В Сбербанке Евдокия Анисимовна проверила, пришли ли из Москвы деньги за квартиру, сняла тысячу рублей, чтобы чувствовать себя спокойно, на углу купила шоколадный «Экстрем» (двадцать рэ, можем себе позволить), скинула обертку в урну и стала лизать мороженое, как в детстве, когда стаканчик молочного был праздником и приключением. Орешки, которые были сверху, разжевывала подробно, будто проверяя на прочность зубы, в которых и без того была уверена.
Ах, как она любила когда-то Гришу, кто бы знал! Он был ее Африкой и Америкой, Венецией и Парижем. Он был ее радио, газета, книга, кино, срочная телеграмма. Все стихи с его голоса она запоминала наизусть. С ним она шла в горы и поднималась на дирижабле, пела ему, болела с ним, рассказывала о бабушке, не раз с горящими глазами бежала на виселицу…
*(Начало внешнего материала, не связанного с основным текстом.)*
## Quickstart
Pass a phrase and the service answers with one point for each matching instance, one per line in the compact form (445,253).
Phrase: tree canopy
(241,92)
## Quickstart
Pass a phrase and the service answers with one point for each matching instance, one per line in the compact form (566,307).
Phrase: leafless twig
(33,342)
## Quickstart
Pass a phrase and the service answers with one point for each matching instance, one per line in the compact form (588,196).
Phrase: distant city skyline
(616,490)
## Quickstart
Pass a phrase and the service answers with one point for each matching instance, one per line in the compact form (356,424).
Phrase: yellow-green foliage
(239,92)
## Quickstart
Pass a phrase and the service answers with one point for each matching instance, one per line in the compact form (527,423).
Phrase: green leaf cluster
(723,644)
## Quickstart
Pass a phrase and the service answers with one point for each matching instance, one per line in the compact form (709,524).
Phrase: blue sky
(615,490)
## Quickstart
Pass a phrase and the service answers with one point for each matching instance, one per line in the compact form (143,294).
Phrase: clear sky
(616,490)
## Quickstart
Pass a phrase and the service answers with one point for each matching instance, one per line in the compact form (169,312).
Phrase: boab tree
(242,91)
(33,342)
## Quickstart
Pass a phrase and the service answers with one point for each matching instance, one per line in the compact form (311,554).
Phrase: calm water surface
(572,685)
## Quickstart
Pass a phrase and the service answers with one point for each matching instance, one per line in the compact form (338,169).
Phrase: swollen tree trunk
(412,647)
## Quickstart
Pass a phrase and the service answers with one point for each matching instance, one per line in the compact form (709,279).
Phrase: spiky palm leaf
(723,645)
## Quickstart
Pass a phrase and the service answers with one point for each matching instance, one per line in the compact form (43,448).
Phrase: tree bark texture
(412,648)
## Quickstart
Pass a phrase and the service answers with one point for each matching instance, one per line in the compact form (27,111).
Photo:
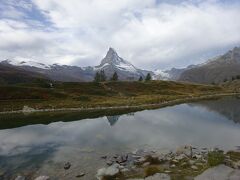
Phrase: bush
(215,158)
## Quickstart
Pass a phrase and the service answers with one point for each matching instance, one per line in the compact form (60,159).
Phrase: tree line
(100,76)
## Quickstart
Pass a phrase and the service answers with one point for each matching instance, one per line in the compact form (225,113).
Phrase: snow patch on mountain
(161,75)
(25,62)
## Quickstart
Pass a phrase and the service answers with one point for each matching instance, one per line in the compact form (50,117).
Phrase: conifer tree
(148,77)
(114,77)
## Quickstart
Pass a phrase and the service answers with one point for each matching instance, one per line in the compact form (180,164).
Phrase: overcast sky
(150,34)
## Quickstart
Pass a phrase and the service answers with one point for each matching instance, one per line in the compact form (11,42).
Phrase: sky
(151,34)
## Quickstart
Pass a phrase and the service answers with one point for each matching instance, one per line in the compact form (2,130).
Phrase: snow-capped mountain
(113,63)
(26,62)
(110,63)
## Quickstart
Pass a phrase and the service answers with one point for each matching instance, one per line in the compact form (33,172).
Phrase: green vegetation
(115,77)
(148,77)
(140,79)
(102,94)
(215,158)
(100,76)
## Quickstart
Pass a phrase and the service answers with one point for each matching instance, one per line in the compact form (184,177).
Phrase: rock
(42,178)
(175,161)
(20,178)
(197,156)
(146,164)
(109,163)
(236,165)
(167,171)
(80,175)
(187,150)
(159,176)
(67,165)
(104,157)
(125,170)
(27,109)
(191,162)
(180,157)
(194,167)
(220,172)
(109,172)
(199,164)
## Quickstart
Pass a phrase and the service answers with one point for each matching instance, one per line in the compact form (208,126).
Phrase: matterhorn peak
(112,58)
А как она гордилась его книгами, как нахваливала их! Ему все было мало. Но что же она могла, если в самом начале было сказано: «Превосходно! Фантастично!» Приходилось изворачиваться, усиливать троекратным повторением: «Действительно, действительно, действительно прекрасно!» А ему все казалось, что она недотягивает, не проникает в суть.
Смешно сказать, в школе он, старшеклассник, был почти одного роста с ней. Толстый, один только нос, который он и тогда, ничуть не смущаясь, а напротив, уже готовый к своему будущему величию, называл гроссмейстерским. На одноклассников это, правда, не слишком действовало, и прозвище у него было «Клюв». Чего нельзя сказать об одноклассницах. Те были в него влюблены. Еще бы, остроумный, талантливый, Кафку читал на немецком. Трепло, в общем.
Даже математичка, плененная его художественными талантами, прощала ему вызывающую, почти клоунскую тупость в математике. Так на халяву он и двигался дальше. Дальше и дальше… Леворукий сын зеркального мира, рожденный от инопланетян.
До чего же она была без ума, если даже в эту чушь верила? Верила, потому что и он был серьезен. Через всю жизнь эту версию протащил. Вот-вот энциклопедию свою о леворуких закончит.
Так на деревянном коне и проскакал всю жизнь. Умный, неужели не понял, что то, что в юности странность и тайна, в старости смешно?
Евдокии Анисимовне иногда было страшно себе признаться, до чего она счастлива. То есть совершенно! Как будто благополучно вынырнула из состояния смертельного отравления и никак не может насладиться вновь начавшейся жизнью.
Она удивлялась, как легко и вдруг произошла в ней эта перемена: жить без него. Общие знакомые, герои их разговоров превратились в имена. К тому же этот проницательный биограф гениев совсем не разбирался в обыкновенных людях. Подобострастно хихикающий и потеющий Мамлеев просидел в их доме почти год, сочиняя диссертацию о каком-то Коневском, по которому Гриша в молодости еще собрал архив, да потом охладел. Хотя с порога было видно, что судьба безвестного поэта нисколько Мамлеева не волнует, что он пришел только воровать и пользоваться. «Остепенившись», Мамлеев, конечно, исчез, а вместе с ним исчезла переписка Герцена и Огаревой в серии «Русские пропилеи», которая делит теперь с ним холодное ложе в Мариуполе.